Nezir Karap

Personal information
- National team: Turkey
- Born: 2 January 1994 (age 32) Istanbul, Turkey
- Height: 179 cm (5 ft 10 in)
- Weight: 74 kg (163 lb)

Sport
- Sport: Swimming
- Strokes: freestyle
- Club: Enkaspor

Medal record
Men's swimming
Representing Turkey
Islamic Solidarity Games
| Silver medal – second place | 2013 Palembang | 200 m freestyle |
| Bronze medal – third place | 2013 Palembang | 400 m freestyle |
| Bronze medal – third place | 2013 Palembang | 800 m freestyle |
| Gold medal – first place | 2013 Palembang | 4×100 m freestyle |
| Silver medal – second place | 2013 Palembang | 4×200 m freestyle |
Mediterranean Games
| Bronze medal – third place | 2013 Mersin | 4×200 m freestyle |

= Nezir Karap =

Turkish swimmer (born 1994)

Nezir Karap (born 2 January 1994) is a Turkish swimmer, competing in the freestyle stroke event. He was a member of Galatasaray Swimming before he transferred to Enkaspor, and undertakes three days of strength training a week.

==Career==
He won the silver medal in the 200 m freestyle, the bronze medal in the 400 m freestyle, the bronze medal in the 800 m freestyle, the gold medal in the 4 × 100 m freestyle relay and the silver medal in the 4 × 200 m freestyle relay event of the Aquatics at the 2013 Islamic Solidarity Games in Palembang, Indonesia.

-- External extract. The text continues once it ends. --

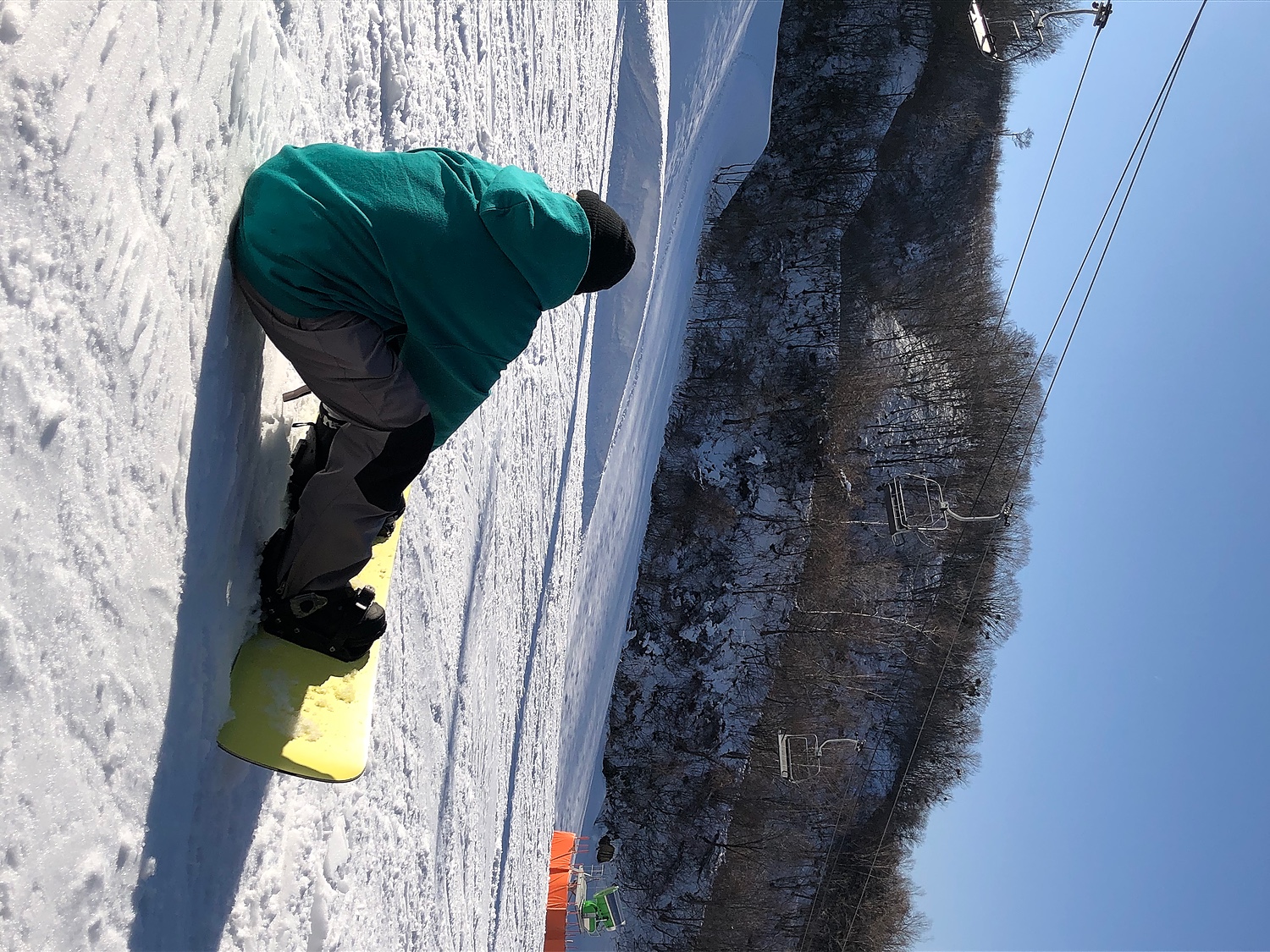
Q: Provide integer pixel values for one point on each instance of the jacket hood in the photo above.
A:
(544, 234)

Karap took the bronze medal in the 4 × 200 m freestyle relay event
at the 2013 Mediterranean Games in Mersin, Turkey.

He holds a number of national records including in 400m freestyle (3:50.07 in 2015), 800m freestyle (7:59.20 in 2016), 1500m freestyle (15:16.29 in 2016), and 4 × 200 m freestyle relay (7:22.15 in 2015).

He earned a quota spot for the 2016 Summer Olympics with his performance in the 400m freestyle event at the 2015 World Aquatics Championships in Kazan, Russia. His time was also a new national record.